After 9to5Mac reported earlier this week that Apple is cutting production for the iPhone SE 3 by at least 20%, a new story by Nikkei Asia shows that demand for smartphones and PCs overall is starting to slow, especially in China – although in the US, Bank of America analysts believe demand for the iPhone is still strong.
According to TSMC chairman Mark Liu, the slowdown is emerging in areas “such as smartphones, PCs, and TV, especially in China, the biggest consumer market.
The problem here is the rising costs for semiconductors and the Russian war in Ukraine.

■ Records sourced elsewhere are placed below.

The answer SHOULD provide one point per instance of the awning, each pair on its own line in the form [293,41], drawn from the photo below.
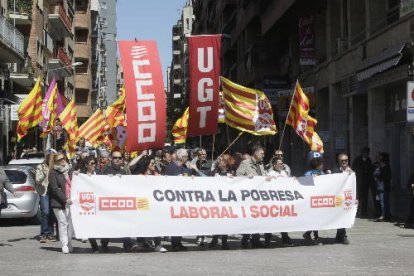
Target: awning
[367,73]
[380,63]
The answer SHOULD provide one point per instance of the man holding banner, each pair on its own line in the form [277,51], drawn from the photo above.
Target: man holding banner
[253,167]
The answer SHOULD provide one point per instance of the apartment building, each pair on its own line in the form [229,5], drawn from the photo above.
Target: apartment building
[178,72]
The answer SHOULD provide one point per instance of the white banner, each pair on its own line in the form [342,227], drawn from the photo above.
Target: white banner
[150,206]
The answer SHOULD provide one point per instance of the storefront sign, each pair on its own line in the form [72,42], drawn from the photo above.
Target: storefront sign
[410,102]
[307,40]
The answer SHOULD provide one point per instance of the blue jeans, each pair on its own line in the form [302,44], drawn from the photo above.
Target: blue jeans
[383,197]
[47,217]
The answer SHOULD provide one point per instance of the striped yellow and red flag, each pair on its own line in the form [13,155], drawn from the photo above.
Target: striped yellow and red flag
[30,111]
[301,121]
[51,106]
[69,122]
[247,109]
[115,113]
[179,130]
[93,129]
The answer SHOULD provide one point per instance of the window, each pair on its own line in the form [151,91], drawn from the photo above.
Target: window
[81,6]
[82,69]
[81,96]
[16,177]
[81,35]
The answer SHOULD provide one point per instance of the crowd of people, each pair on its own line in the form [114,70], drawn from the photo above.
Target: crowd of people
[53,184]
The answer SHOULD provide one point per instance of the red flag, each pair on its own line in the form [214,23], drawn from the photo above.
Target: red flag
[204,64]
[145,97]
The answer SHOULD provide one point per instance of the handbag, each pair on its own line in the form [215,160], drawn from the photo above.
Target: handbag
[3,200]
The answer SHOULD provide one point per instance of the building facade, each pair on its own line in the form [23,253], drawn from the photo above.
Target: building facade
[354,57]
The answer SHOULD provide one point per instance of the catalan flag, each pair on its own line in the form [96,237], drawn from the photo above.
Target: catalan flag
[30,111]
[115,113]
[301,121]
[93,129]
[50,111]
[69,122]
[180,128]
[247,109]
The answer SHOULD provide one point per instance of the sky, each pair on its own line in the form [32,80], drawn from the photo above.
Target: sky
[150,20]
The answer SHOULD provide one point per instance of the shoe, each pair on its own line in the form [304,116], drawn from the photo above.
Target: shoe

“Such pressure could eventually be passed on to consumers. (…) Everyone in the industry is worried about rising costs across the overall supply chain… The semiconductor industry already and directly experienced that cost increase.”

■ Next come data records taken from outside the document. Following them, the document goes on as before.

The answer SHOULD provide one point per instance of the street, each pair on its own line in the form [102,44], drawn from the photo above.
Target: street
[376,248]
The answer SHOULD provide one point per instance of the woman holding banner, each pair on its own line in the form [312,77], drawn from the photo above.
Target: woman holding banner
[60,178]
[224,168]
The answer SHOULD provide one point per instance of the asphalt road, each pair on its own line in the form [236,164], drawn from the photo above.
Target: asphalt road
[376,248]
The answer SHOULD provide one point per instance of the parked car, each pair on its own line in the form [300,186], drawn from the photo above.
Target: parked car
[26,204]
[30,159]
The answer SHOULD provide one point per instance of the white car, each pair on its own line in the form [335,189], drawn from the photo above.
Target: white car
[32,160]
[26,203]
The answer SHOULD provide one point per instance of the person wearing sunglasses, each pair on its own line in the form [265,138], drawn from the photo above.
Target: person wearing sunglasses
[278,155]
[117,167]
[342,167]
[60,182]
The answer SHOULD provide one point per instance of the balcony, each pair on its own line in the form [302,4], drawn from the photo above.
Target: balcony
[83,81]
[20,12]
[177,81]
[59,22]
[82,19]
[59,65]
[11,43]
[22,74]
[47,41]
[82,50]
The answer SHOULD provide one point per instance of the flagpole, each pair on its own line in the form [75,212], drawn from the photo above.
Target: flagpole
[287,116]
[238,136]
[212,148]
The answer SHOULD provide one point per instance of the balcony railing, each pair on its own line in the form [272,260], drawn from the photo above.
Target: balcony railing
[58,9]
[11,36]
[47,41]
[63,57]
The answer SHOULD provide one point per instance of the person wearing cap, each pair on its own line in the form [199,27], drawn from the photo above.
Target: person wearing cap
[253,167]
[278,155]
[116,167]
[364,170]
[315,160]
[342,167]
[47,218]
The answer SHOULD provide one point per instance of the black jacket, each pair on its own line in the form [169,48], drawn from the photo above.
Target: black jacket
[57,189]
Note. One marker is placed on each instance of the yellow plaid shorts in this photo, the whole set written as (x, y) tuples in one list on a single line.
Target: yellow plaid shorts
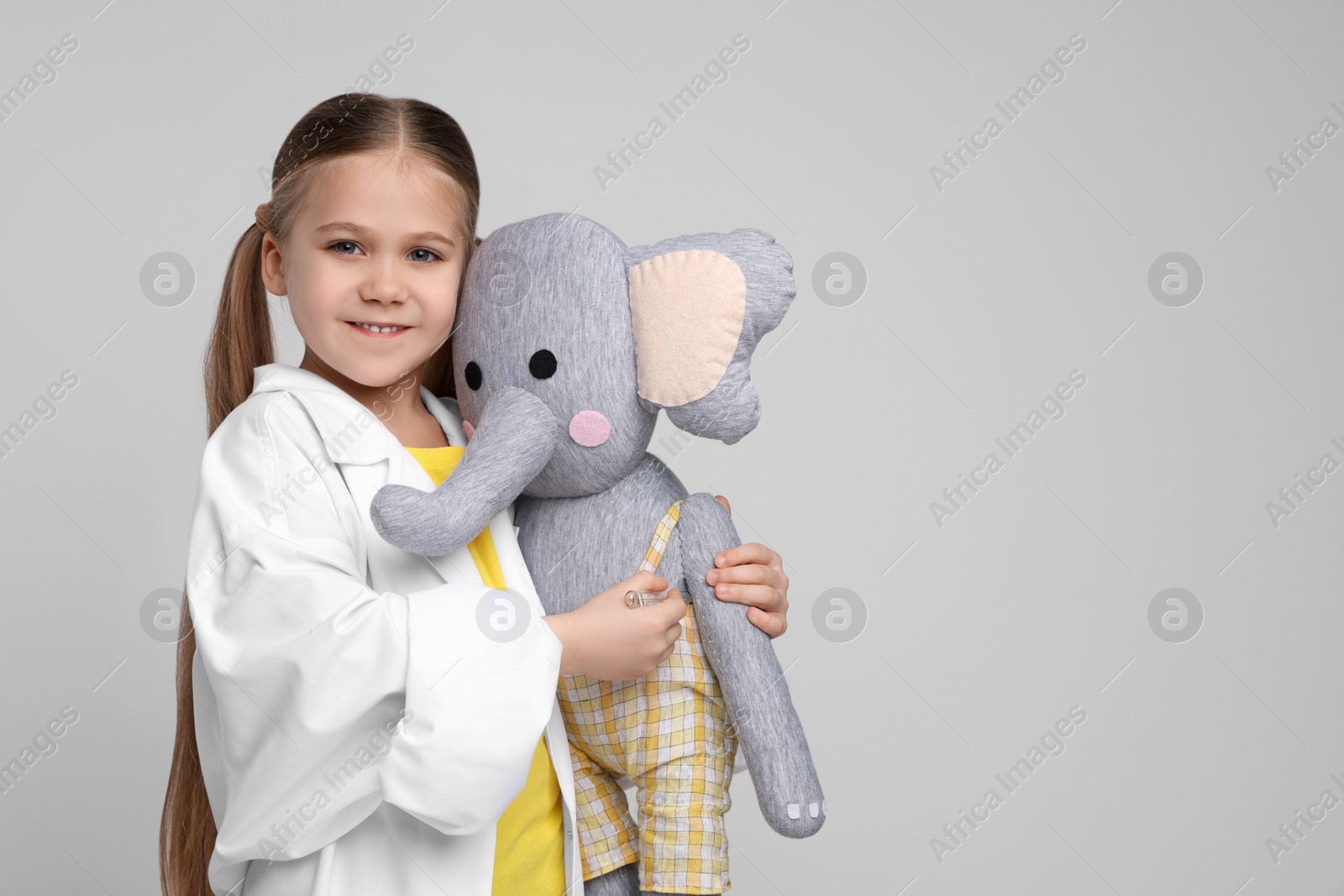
[(669, 734)]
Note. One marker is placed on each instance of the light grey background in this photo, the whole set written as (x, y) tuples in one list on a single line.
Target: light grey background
[(981, 297)]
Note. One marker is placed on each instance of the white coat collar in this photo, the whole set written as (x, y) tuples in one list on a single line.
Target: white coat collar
[(344, 423)]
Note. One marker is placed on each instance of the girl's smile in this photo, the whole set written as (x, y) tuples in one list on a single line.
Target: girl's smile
[(380, 331)]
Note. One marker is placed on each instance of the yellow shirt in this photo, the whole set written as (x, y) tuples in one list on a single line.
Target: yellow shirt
[(530, 835)]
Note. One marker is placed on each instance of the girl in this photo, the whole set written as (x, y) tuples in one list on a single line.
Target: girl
[(344, 727)]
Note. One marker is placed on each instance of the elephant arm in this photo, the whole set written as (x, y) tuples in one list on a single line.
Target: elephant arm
[(753, 683), (515, 438)]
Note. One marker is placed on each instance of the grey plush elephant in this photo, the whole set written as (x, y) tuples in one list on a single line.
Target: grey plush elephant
[(569, 344)]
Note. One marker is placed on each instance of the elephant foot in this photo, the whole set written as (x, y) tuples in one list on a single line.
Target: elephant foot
[(622, 882)]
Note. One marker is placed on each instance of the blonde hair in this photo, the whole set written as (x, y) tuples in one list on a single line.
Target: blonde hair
[(242, 340)]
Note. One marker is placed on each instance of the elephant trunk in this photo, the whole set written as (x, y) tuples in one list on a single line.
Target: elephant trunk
[(514, 441)]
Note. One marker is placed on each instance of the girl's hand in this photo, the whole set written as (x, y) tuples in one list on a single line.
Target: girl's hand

That said, TSMC still believes it won’t change its growth target and capital expenditure this year.
It’s important to note that analysts initially expected iPhone SE demand to be strong, with sales hitting 30m units this year, some 5M higher than the 2020 model in its first year.
While Apple chipmaker is cautious about the semiconductor shortage, especially for the local customer in China, Bank of America analysts (via CNBC) said demand for the iPhone is still strong due to lower trade-in prices.

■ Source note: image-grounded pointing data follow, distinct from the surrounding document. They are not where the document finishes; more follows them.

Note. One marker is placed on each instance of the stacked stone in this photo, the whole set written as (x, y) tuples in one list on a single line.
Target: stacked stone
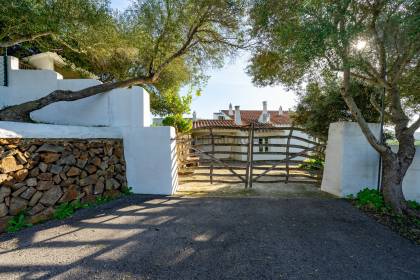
[(37, 174)]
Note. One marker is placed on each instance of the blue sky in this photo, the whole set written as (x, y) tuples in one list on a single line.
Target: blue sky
[(232, 85)]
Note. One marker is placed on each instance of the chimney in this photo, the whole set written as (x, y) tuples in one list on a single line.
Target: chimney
[(265, 115), (265, 112), (237, 116)]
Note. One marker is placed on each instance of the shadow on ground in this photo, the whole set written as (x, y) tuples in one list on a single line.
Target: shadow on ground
[(145, 237)]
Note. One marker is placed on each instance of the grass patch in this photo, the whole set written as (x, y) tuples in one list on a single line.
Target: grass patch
[(312, 164), (371, 202)]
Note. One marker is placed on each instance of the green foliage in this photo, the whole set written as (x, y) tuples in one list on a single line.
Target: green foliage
[(297, 41), (181, 125), (413, 204), (312, 164), (64, 211), (370, 198), (322, 104), (127, 190), (17, 223)]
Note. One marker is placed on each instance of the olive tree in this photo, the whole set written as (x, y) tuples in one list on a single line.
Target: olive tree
[(163, 43), (373, 41)]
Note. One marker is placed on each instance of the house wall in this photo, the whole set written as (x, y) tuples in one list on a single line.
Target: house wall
[(257, 135), (123, 113), (352, 164), (119, 107)]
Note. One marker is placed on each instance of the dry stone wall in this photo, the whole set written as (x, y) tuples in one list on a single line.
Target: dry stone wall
[(38, 174)]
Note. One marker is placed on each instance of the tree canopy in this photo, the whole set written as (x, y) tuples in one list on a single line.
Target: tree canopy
[(376, 42), (168, 43)]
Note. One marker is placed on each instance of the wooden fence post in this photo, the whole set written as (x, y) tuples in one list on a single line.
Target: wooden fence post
[(251, 163), (212, 153), (288, 154)]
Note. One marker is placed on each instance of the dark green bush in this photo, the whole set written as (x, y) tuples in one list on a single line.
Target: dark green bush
[(370, 198), (312, 164)]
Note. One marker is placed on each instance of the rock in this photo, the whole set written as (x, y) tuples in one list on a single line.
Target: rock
[(57, 179), (83, 174), (112, 193), (90, 180), (35, 198), (36, 209), (31, 182), (99, 188), (63, 176), (50, 157), (68, 160), (45, 176), (73, 171), (43, 167), (81, 163), (44, 185), (88, 190), (21, 175), (50, 148), (19, 191), (17, 204), (32, 149), (34, 172), (96, 161), (28, 193), (41, 217), (3, 210), (9, 164), (20, 157), (56, 169), (51, 196), (4, 222), (4, 178), (91, 169), (112, 184), (70, 194)]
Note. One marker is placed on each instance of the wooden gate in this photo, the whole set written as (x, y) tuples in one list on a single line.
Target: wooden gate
[(251, 154)]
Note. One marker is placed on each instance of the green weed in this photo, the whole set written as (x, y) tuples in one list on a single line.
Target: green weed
[(17, 223)]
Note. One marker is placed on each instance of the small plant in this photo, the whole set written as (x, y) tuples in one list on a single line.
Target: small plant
[(64, 211), (312, 164), (413, 204), (370, 198), (127, 190), (103, 199), (79, 205), (17, 223)]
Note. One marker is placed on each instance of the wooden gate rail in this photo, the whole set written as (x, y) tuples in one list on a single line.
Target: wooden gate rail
[(287, 169)]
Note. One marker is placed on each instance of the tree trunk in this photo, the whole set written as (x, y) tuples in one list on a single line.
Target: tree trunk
[(395, 166), (22, 112)]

“While these articles might lead some investors to think there is risk to demand, we believe demand for iPhones remains strong based on our analysis of iPhone trade-in prices,” the Bank of America analysts said in a note. “This compares to the year 2019 when Apple was offering high trade-in prices vs 3rd parties to drive upgrades,” the analysts said. “Separately, China has imposed another round of lockdowns in Shanghai; however, as we previously pointed out companies have learned to manufacture through COVID and Apple/Foxconn have the ability to relocate production to other areas and, as of now, we do not expect a material impact from these shutdowns.”
That said, while the iPhone SE 3 might not have the same impact as expected, it’s possible to conclude that other premium iPhones from past years could still drive demand for users – at least in the US.